In general, tight connected information pieces are connected as relevant circles [24] and stay as a compact community. There exist more connections within the community rather than between communities. The more compact the community is, the more related these information pieces are to another. In the attribution trace network, these pieces within the community are strong relevant to the person or the organization we are investigating, while others may not much relevant. So as to continuously add new information pieces into this traceback network for comprehensive organization profiling, We iteratively research these information pieces within the community to discover other relevant but unknown pieces which possibly have been ignored hitherto by analyzers. We also have to determine whether the new incoming information piece belongs to this traceback network or not. Therefore, finding the correct community label for the information piece is of crucial importance as they may help to uncover previously unknown information about the attackers.

Deep learning, as the cutting-edge machine learning method, is very effective in extracting pattern. The pretraining selects better pattern layer by layer automatically. And these patterns extracted by deep learning are usually superior to hand-picked features [12]. Additionally, patterns extracted by pretraining is resistant to breakings launched by attackers. For example, in the past, once the features hand-picked by investigators were analyzed and understood, the attackers usually will modify their implemented features to escape the detection, which renders the previous research works ineffective and finally avoids the traceback mechanism. Based on these grounds, we employ pretraining to extract the community patterns from attribution trace network and model these communities through fine-tuning this model, powering the deep learning model to assign the new piece to the right community.

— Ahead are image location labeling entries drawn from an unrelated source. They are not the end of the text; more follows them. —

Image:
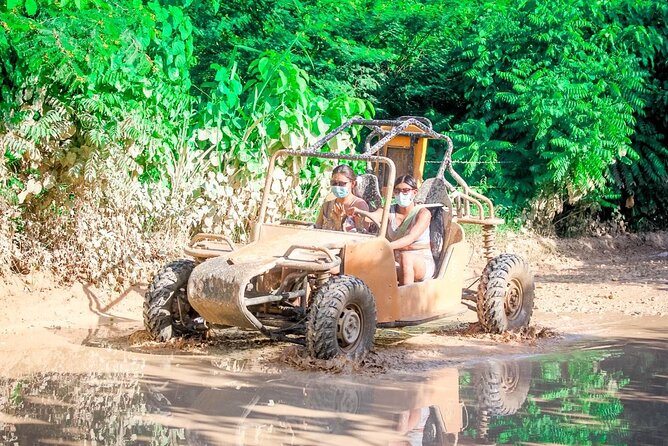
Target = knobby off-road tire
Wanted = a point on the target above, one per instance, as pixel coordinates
(503, 387)
(505, 294)
(341, 320)
(167, 313)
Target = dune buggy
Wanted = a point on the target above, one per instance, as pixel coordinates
(330, 290)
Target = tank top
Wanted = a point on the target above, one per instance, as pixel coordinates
(393, 227)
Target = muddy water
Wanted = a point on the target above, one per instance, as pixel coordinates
(603, 390)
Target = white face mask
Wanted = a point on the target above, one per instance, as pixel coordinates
(405, 200)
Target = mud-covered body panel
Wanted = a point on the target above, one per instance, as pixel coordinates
(216, 291)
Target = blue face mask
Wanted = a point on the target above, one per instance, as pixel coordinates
(405, 200)
(340, 191)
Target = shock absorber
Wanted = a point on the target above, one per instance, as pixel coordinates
(488, 238)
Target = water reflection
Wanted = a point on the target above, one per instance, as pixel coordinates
(602, 396)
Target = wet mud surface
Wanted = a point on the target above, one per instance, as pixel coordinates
(77, 368)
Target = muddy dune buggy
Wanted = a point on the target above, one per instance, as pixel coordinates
(330, 290)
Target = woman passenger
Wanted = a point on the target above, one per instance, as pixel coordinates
(408, 233)
(336, 214)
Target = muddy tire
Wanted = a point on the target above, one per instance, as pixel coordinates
(503, 388)
(505, 294)
(341, 320)
(167, 313)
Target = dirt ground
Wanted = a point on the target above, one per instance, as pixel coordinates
(584, 287)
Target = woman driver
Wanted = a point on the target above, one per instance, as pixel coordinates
(408, 233)
(334, 214)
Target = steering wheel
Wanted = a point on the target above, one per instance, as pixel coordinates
(368, 215)
(290, 221)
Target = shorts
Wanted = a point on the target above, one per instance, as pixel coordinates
(429, 265)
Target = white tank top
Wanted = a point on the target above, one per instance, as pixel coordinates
(392, 228)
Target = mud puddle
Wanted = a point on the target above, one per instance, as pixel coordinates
(604, 388)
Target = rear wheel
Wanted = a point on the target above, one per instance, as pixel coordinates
(505, 294)
(167, 313)
(341, 320)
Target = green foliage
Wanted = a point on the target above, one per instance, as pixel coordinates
(554, 107)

Our paper proposes a deep learning approach to find the correct community label for information pieces to fulfill the purpose of network attack traceback. To demonstrate the effectiveness of this approach, we use the Enron emails communication dataset to test the model trained by deep learning.

In summary, we make the following contributions to attack traceback in this paper:

  • We utilize pretraining to extract connection patterns from both the connection weight and the connection structure of the trace network and demonstrate that the extraction of network trace pattern implemented by deep learning, which learns optimized deep hierarchical representation. This overcomes the shortcomings accompanied with previous researches, which merely focus on individual features, such as vertex centrality, closeness centrality, eigenvector centrality and clustering coefficients.

  • We validate the effectiveness of the deep learning model against the real email communication dataset. And hyper-parameters (i.e. \(L_2weight\) and sparsity), which greatly influence the model, are also discussed and optimized.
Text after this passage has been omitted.